Different machines and releases of MATLAB® can produce different singular vectors that are still numerically accurate. Corresponding columns in `U` and `V` can flip their signs, since this does not affect the value of the expression `A = U*S*V'`.

Singular values, returned as a diagonal matrix or column vector. The singular values are nonnegative and returned in decreasing order.

If `A` is an `m`-by-`n` matrix, and `S` is a diagonal matrix, then the size of `S` is as follows:

• The economy-sized decomposition `svd(A,"econ")` returns `S` as a square matrix of order `min([m,n])`.

• For complete decompositions, `svd(A)` returns `S` with the same size as `A`.

Additionally, the singular values in `S` are returned in a column vector or diagonal matrix depending on how you call `svd` and whether you specify the `outputForm` option:

• If you call `svd` with one output or specify the `"vector"` option, then `S` is a column vector.

• If you call `svd` with multiple outputs or specify the `"matrix"` option, then `S` is a diagonal matrix.

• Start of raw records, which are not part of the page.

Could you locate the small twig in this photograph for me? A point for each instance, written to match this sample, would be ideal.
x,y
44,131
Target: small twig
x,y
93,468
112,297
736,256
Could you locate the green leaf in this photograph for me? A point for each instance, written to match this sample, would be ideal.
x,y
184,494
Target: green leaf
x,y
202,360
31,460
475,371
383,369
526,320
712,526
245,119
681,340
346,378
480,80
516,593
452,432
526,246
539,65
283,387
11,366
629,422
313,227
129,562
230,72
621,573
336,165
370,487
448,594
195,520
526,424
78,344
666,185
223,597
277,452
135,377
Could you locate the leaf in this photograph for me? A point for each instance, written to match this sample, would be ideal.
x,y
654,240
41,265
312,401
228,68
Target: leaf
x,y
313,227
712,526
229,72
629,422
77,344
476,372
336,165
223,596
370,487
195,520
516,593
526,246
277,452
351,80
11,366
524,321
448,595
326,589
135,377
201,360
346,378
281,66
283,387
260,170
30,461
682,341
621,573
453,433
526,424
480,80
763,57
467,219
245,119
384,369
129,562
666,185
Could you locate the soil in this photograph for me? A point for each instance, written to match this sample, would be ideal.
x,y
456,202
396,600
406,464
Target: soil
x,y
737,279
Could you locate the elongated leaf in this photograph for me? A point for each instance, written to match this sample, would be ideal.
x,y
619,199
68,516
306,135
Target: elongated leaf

Depending on whether you specify one output or multiple outputs, `svd` can return different singular values that are still numerically accurate.

Right singular vectors, returned as the columns of a matrix.

• For an `m`-by-`n` matrix `A` with `m < n`, the economy decomposition `svd(A,"econ")` computes only the first `m` columns of `V`. In this case, the columns of `V` are orthogonal and `V` is an `n`-by-`m` matrix that satisfies ${V}^{H}V={I}_{m}$.

• For complete decompositions, `svd(A)` returns `V` as an `n`-by-`n` unitary matrix satisfying $V{V}^{H}={V}^{H}V={I}_{n}$. The columns of `V` that do not correspond to nonzero singular values form a set of orthonormal basis vectors for the null space of `A`.

Different machines and releases of MATLAB can produce different singular vectors that are still numerically accurate. Corresponding columns in `U` and `V` can flip their signs, since this does not affect the value of the expression `A = U*S*V'`.